Note on cutting Kevlar:
Kevlar is notoriously difficult to cut. However, I've found this trick works well.
1. Mark the cut outline on the Kevlar with a fine point permanent marker.
2. Paint a thin line of Polycrylic, ~2-3 mm wide along the marked outline and allow to dry.
3. The Kevlar will now cut much easier with a pair of high quality scissors. But you still have to cut slowly near the fulcrum of the scissors.
Initial construction steps:
1. Ensure wing root edges are smooth for good surface adherability to one another. If necessary cut smooth and sand with 400 grit emery cloth. Only one of my wings needed smoothing.

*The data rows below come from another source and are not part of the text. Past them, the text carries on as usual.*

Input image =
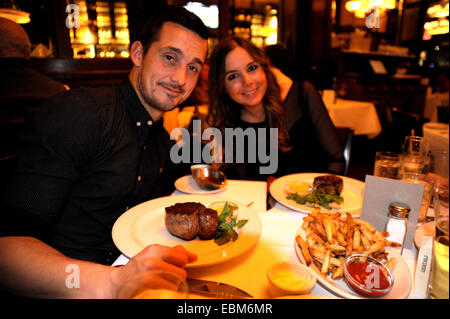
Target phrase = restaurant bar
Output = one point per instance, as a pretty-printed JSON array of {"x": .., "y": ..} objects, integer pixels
[{"x": 224, "y": 149}]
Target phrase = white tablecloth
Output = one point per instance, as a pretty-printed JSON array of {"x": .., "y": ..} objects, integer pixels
[
  {"x": 279, "y": 226},
  {"x": 360, "y": 115},
  {"x": 437, "y": 135}
]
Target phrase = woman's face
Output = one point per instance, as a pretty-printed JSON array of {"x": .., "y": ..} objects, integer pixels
[{"x": 245, "y": 80}]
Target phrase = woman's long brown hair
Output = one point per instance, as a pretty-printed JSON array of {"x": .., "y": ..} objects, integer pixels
[{"x": 223, "y": 111}]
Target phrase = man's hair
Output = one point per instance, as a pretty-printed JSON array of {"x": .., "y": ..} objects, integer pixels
[{"x": 178, "y": 15}]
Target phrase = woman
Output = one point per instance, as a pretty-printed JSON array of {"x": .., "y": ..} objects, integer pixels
[{"x": 245, "y": 92}]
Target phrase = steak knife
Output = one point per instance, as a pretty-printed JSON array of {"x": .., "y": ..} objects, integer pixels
[
  {"x": 270, "y": 201},
  {"x": 216, "y": 289}
]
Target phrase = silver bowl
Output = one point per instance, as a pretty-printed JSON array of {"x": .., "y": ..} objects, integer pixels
[{"x": 208, "y": 177}]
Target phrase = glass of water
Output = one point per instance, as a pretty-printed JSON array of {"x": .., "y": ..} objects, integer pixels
[
  {"x": 414, "y": 155},
  {"x": 387, "y": 164}
]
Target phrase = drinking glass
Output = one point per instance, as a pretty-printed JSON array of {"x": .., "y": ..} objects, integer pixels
[
  {"x": 414, "y": 155},
  {"x": 154, "y": 284},
  {"x": 439, "y": 162},
  {"x": 387, "y": 164},
  {"x": 429, "y": 183},
  {"x": 439, "y": 271}
]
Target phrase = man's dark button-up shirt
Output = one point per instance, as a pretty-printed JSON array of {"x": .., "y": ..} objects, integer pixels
[{"x": 85, "y": 157}]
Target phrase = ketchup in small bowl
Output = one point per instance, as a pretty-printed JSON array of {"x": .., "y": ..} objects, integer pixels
[{"x": 367, "y": 276}]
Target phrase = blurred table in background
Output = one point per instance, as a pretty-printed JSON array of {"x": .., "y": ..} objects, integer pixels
[
  {"x": 360, "y": 115},
  {"x": 437, "y": 135}
]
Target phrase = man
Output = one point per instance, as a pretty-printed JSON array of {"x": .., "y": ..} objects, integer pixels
[{"x": 90, "y": 154}]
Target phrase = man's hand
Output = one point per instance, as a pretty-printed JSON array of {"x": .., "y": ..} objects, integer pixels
[{"x": 153, "y": 257}]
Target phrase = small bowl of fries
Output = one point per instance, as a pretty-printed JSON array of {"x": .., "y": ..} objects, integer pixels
[
  {"x": 367, "y": 276},
  {"x": 290, "y": 279}
]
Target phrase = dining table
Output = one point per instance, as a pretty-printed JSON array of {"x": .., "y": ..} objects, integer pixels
[{"x": 280, "y": 224}]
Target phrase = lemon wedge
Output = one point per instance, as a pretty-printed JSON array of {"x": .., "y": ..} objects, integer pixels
[{"x": 300, "y": 188}]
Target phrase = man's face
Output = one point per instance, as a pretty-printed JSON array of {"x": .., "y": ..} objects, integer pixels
[{"x": 170, "y": 68}]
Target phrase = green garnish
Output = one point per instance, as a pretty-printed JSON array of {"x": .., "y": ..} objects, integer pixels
[
  {"x": 318, "y": 196},
  {"x": 227, "y": 223}
]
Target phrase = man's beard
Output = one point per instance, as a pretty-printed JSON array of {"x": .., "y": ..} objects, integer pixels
[{"x": 152, "y": 100}]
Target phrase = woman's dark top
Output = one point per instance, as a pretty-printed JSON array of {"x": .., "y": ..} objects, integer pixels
[{"x": 313, "y": 137}]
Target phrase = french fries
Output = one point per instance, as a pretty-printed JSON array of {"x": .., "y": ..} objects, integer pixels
[{"x": 331, "y": 237}]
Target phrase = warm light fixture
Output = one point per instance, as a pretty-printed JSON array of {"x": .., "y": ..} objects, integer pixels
[
  {"x": 15, "y": 15},
  {"x": 361, "y": 7}
]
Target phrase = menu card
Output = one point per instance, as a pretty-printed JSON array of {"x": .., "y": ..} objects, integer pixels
[{"x": 379, "y": 192}]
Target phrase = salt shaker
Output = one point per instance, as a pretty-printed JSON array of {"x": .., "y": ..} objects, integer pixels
[{"x": 396, "y": 226}]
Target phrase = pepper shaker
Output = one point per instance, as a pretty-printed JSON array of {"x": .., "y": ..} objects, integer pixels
[{"x": 396, "y": 225}]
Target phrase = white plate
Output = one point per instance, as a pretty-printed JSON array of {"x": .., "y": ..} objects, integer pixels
[
  {"x": 426, "y": 229},
  {"x": 353, "y": 193},
  {"x": 401, "y": 273},
  {"x": 144, "y": 224},
  {"x": 186, "y": 184}
]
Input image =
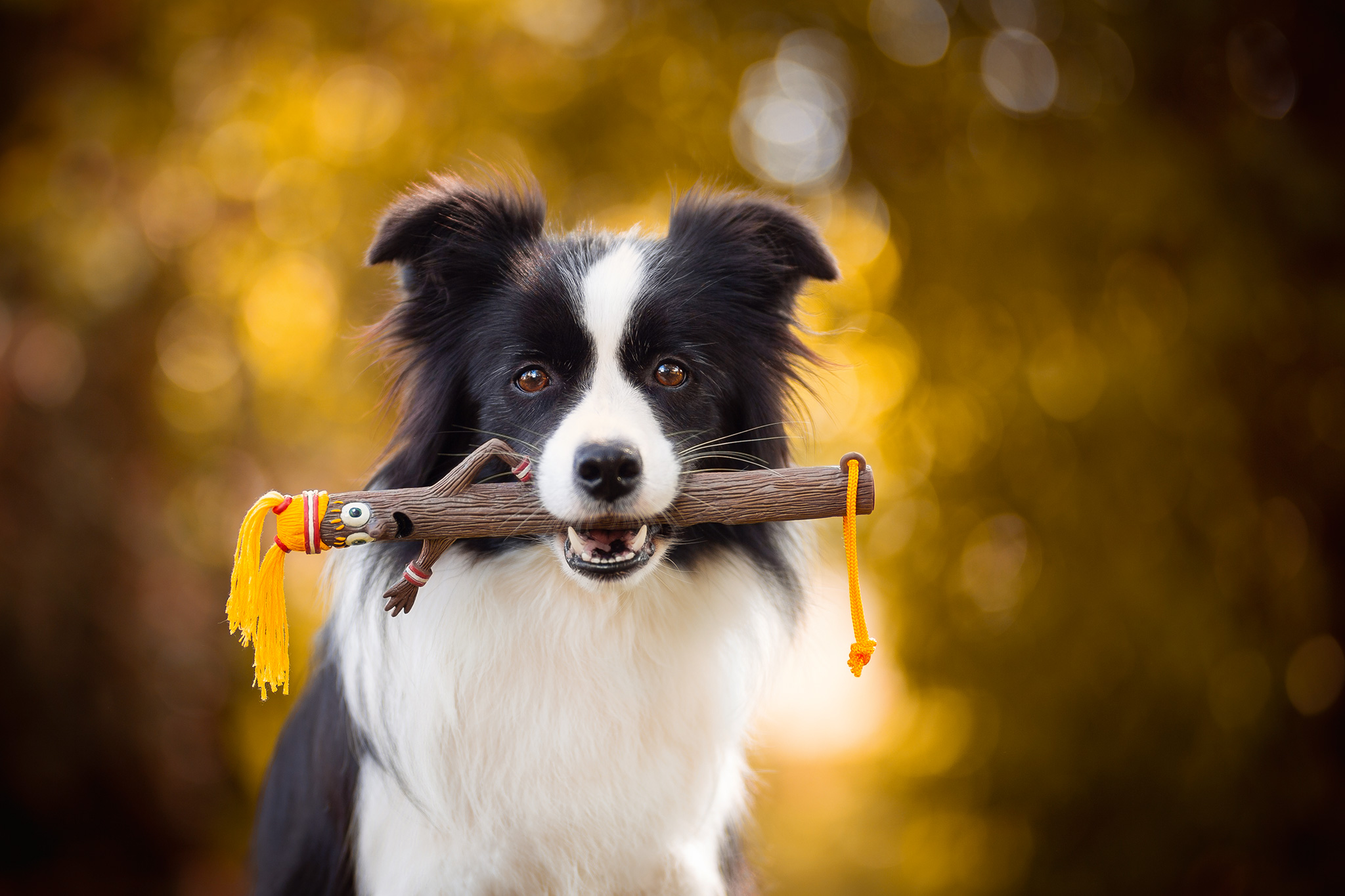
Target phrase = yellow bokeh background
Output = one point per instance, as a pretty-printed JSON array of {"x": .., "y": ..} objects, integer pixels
[{"x": 1093, "y": 350}]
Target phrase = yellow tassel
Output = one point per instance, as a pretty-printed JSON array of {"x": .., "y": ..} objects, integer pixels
[
  {"x": 862, "y": 648},
  {"x": 256, "y": 605},
  {"x": 271, "y": 648},
  {"x": 241, "y": 617}
]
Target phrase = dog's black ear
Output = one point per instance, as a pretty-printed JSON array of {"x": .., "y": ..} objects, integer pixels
[
  {"x": 450, "y": 228},
  {"x": 757, "y": 236}
]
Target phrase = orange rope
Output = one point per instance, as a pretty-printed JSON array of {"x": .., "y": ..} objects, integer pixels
[{"x": 862, "y": 648}]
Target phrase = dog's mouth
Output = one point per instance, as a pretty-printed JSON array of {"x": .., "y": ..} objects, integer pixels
[{"x": 609, "y": 554}]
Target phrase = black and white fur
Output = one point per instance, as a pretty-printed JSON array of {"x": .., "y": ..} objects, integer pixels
[{"x": 537, "y": 725}]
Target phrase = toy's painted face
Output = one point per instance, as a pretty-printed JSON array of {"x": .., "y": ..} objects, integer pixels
[{"x": 617, "y": 363}]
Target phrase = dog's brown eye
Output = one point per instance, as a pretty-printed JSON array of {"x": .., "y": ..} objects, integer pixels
[
  {"x": 535, "y": 379},
  {"x": 670, "y": 373}
]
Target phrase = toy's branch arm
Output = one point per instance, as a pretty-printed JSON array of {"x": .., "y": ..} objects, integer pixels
[
  {"x": 454, "y": 508},
  {"x": 401, "y": 597}
]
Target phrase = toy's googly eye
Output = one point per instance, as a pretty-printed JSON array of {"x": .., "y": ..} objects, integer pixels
[{"x": 355, "y": 515}]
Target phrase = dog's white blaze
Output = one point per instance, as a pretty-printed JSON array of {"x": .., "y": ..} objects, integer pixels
[
  {"x": 612, "y": 409},
  {"x": 529, "y": 735}
]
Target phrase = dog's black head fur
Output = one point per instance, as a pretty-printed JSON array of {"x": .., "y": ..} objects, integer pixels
[{"x": 487, "y": 293}]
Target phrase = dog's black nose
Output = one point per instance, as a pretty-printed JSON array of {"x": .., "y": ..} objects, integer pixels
[{"x": 607, "y": 471}]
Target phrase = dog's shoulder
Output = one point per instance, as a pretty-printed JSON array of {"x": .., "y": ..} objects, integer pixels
[{"x": 301, "y": 836}]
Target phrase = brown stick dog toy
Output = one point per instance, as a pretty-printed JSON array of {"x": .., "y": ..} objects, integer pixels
[{"x": 454, "y": 508}]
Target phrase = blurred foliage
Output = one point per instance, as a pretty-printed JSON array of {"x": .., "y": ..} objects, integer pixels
[{"x": 1091, "y": 337}]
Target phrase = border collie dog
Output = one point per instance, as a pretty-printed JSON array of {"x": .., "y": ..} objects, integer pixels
[{"x": 563, "y": 714}]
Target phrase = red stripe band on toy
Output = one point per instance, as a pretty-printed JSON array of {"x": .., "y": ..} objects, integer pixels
[
  {"x": 313, "y": 523},
  {"x": 414, "y": 575}
]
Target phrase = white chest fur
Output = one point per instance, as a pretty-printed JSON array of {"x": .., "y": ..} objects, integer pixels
[{"x": 533, "y": 736}]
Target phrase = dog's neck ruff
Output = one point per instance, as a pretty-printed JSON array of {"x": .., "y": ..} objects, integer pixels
[{"x": 537, "y": 736}]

2. Smooth out any surface bumps from the foam cutting with 400 grit cloth.
Note it is much easier to perform work on each half of the wing, as opposed to on the joined wing. So I will do as much as I can before joining the wings.
Elevons:
I considered sheeting the elevons with 1/32” balsa, but calculated this would add 20 gm at the trailing edge relative to Kevlar which would translate to about 40 gm total. So decided to stay with Kevlar and a CF reinforced TE.
1. Mark out the elevons on both wing upper/lower surfaces, including rounding the root and tip corners. I made the elevon chord length 40 mm at root and 50 mm at tip. This was scaled from my Halfbad.
2. Chamfer and smooth the elevon corners.
3. Trim the TE to be straight and a thin edge.
4. Note, attaching the Kevlar top surface while the elevons are still attached to the wing I hope will reduce any bowing of the elevons resulting from the Kevlar attachment.
5. Glue (with 10% water diluted Weldbond) CF tow on the top of the trailing edge.
6. Cut out a Kevlar strip for the top surface of each elevon. Make the strip an accurate edge for an exact fit on the leading edge of the elevon but allow overlap for the trailing edges.
7. Mask the wings top surface except for the elevons and spray the elevons only with 3M Super 77. Allow ~10 mins to become tacky.
8. Apply the Kevlar to the elevon upper surfaces and allow to dry.
9. Paint the Kevlar generously with Polycrylic and then soak up as much as possible with a paper towel. Use the towel to firm down the Kevlar onto the foam. Allow 24 hrs to dry.
10. Cut off each elevon ensuring the blade is perpendicular to the wing lower surface.
Last edited by Andy M on Sat Feb 11, 2012 5:16 pm, edited 6 times in total.